The navigation controller predicts the target velocity commands at 10Hz. The low-level gait controller takes the buffer of recent velocity commands, robot states and previous joint-space actions as input and produces joint-space action commands at 38Hz to actuate the robot.
The navigation policy uses a ResNet18-backbone network [1] as the image encoder. The encoded image features are flattened and concatenated with the 1D heading direction value. The concatenated vector is passed through a two-layer multi-layer perceptron (MLP) with 1024 hidden units in each layer. The input RGB-D images have a size of $212\times 120$. For imitation learning, we develop our behavioral cloning implementations with the robomimic framework [2]. For the recurrent neural networks, we use LSTM [3] of two layers with 400 hidden units for each layer. The GMM policy output has 5 modes.
Each tuple in the buffer $ℬ_t$ is a 48D vector, containing $u_i\inℝ^2$, $q_i\inℝ^{34}$, and $a_{i-1}\inℝ^{12}$. $u_i$ consists of the forward linear velocity and angular velocity. $q_i$ consists of joint positions and velocities of each leg (24D), binary foot contact states for each foot (4D), the IMU measurement of the robot's body orientation (3D), and the angular velocities (3D). $a_{i-1}$ is a 12D joint-space command of the previous time step. We choose $T=11$ for the size of the history buffer.
We use 1D temporal convolution to transform the input $T+1$ tuples $ℬ_t$ into a 32D vector. Specifically, the 48D tuple of each time step is first encoded by a linear layer, followed by 3 layers of temporal convolution. The feature from temporal convolution is flattened and projected by another linear layer into the 32D vector.
We concatenate the 48D tuple of the most recent state $(u_t,q_t,a_{t-1})$ and the encoded 32D vector of history states. This concatenated feature is passed through a two-layer MLP of 256 hidden units to produce a Gaussian distribution of joint-space actions. The reward function for training $\pi_L$ consists of the terms for tracking commands, balancing the body, minimizing energy consumption, and regulating foot contacts, as below.

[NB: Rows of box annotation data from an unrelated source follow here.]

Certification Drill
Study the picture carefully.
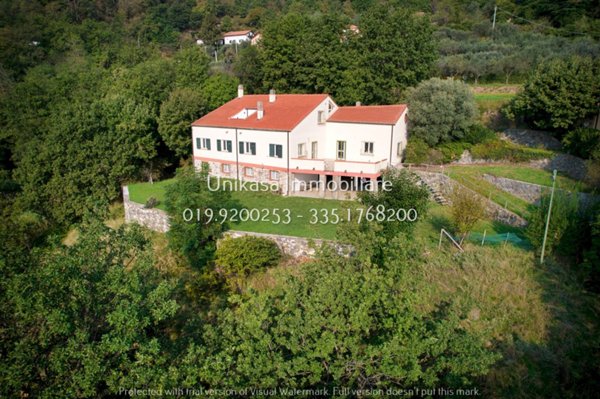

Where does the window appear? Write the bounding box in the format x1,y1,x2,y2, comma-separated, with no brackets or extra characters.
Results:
217,140,232,152
196,137,210,150
298,143,306,157
269,144,283,158
310,141,319,159
318,111,325,125
337,141,346,159
239,141,256,155
362,141,373,155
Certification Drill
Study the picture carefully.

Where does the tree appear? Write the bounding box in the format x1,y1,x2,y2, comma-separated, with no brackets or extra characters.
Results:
450,186,485,242
158,88,206,158
0,222,178,397
358,169,429,238
408,78,477,146
164,166,236,269
215,236,282,290
525,190,581,254
195,247,498,394
504,57,600,138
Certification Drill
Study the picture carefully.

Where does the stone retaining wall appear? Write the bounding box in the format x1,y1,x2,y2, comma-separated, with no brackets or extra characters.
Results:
123,186,169,233
415,171,527,227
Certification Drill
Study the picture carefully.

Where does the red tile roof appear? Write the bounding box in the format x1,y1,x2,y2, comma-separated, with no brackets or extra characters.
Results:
223,30,252,37
192,94,328,132
327,104,406,125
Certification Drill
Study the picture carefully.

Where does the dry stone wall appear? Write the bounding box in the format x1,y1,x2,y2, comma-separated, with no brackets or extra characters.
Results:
415,171,527,227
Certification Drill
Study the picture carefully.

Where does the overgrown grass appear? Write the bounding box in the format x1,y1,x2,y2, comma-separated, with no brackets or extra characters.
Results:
129,180,355,240
448,165,590,191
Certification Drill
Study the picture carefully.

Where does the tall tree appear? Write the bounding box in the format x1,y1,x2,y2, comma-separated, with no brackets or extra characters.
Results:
505,57,600,137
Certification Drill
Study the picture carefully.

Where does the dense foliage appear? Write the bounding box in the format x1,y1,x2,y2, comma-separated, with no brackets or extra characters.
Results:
197,240,497,393
408,78,477,146
505,58,600,138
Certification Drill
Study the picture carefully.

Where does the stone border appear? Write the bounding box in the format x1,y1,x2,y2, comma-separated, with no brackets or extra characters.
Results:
122,186,352,258
123,186,169,233
414,170,527,227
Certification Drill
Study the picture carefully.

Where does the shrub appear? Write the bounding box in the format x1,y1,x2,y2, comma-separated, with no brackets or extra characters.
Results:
562,128,600,161
463,124,497,144
144,197,160,209
215,236,282,286
404,138,429,164
358,169,429,238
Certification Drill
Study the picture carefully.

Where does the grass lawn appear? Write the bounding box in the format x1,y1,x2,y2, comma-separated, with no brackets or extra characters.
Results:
129,180,355,240
446,166,534,219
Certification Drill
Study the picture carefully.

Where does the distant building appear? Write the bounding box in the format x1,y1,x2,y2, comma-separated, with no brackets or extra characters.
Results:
192,87,408,195
250,33,262,46
223,30,254,44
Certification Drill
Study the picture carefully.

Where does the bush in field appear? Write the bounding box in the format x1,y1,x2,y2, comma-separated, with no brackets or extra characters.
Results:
562,128,600,161
526,190,580,254
436,141,471,163
408,78,477,146
215,236,282,286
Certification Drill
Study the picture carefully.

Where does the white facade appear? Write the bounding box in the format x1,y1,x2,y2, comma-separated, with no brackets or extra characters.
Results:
223,31,252,44
192,94,407,195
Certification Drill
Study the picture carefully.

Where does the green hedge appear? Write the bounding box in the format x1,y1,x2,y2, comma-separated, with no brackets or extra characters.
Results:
215,236,282,282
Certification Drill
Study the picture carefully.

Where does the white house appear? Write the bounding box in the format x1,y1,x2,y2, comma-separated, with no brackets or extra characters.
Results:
192,86,407,195
223,30,253,44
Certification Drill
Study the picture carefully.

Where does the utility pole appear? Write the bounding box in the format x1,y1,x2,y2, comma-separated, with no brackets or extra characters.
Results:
492,5,498,37
540,169,556,265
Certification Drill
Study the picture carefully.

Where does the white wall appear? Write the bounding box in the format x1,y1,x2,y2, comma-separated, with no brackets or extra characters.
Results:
290,97,338,159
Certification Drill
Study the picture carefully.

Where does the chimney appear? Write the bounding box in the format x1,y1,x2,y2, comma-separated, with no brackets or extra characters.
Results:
256,101,265,119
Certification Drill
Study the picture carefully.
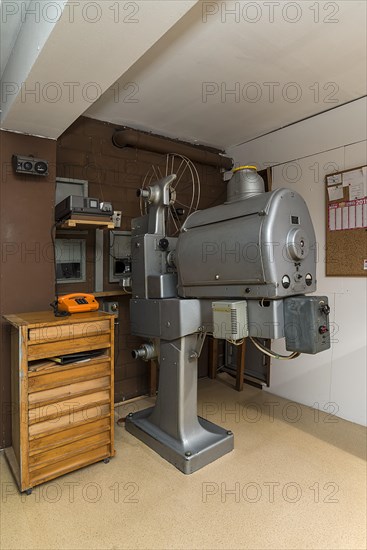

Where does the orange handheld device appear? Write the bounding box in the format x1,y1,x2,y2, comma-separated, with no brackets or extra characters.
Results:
57,293,99,313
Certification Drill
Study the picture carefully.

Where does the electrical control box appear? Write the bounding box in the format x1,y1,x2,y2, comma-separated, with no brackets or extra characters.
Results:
284,296,330,354
212,300,248,340
103,301,119,317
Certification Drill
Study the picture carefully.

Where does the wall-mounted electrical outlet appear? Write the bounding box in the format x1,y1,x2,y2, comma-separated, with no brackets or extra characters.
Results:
112,210,122,227
103,302,119,317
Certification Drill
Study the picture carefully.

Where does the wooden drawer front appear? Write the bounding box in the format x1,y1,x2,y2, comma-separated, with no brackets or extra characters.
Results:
29,417,111,456
29,432,111,472
28,389,111,427
28,320,111,345
29,445,111,486
28,332,111,361
29,404,111,440
29,376,111,409
28,359,111,394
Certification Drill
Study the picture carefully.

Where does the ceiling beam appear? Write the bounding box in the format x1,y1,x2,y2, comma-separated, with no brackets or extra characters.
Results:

- Tracking commands: $K(k_1 |{e_{\psi}|^2) e^{k_2 |\boldsymbol{e}_{xy}|}} $
- Balancing the body: $K(k_3|\boldsymbol{e}_{xy}|^2)K (k_4 |\boldsymbol{\theta}|^2)$
- Minimizing energy consumption: $K(k_3|\boldsymbol{e}_{xy}|^2) E$
- Regulating foot contacts: $k_5 \left(\max(n_1-3, 0) - n_2 \right)$
where $K(\cdot) := 1- \tanh (\cdot)$ and $k_1, ... k_5$ are given as positive weight coefficients. $E$ is the energy consumption, $\boldsymbol{\theta}$ is the vector of roll and pitch, $\boldsymbol{e}_{xy}$ is the linear velocity errors in the x and y axes, and ${e}_{\psi}$ is the yaw rate error. $n_1$ , $n_2$ are number of foot contacts, and non-foot contacts.
The terms of tracking commands and balancing the body are designed to improve the stability of tracking commands, and the other two terms improve the gait patterns. 64 actors of distributed PPO are used for training.
[1] K. He, X. Zhang, S. Ren, and J. Sun. Deep residual learning for image recognition. In Proceedings of the IEEE conference on computer vision and pattern recognition, 2016.
[2] A. Mandlekar, D. Xu, J. Wong, S. Nasiriany, C. Wang, R. Kulkarni, L. Fei-Fei, S. Savarese, Y. Zhu, and R. Martı́n-Martı́n. What matters in learning from offline human demonstrations for
robot manipulation. Conference on Robot Learning, 2021.
[3] S. Hochreiter and J. Schmidhuber. Long short-term memory. Neural computation, 9(8), 1997.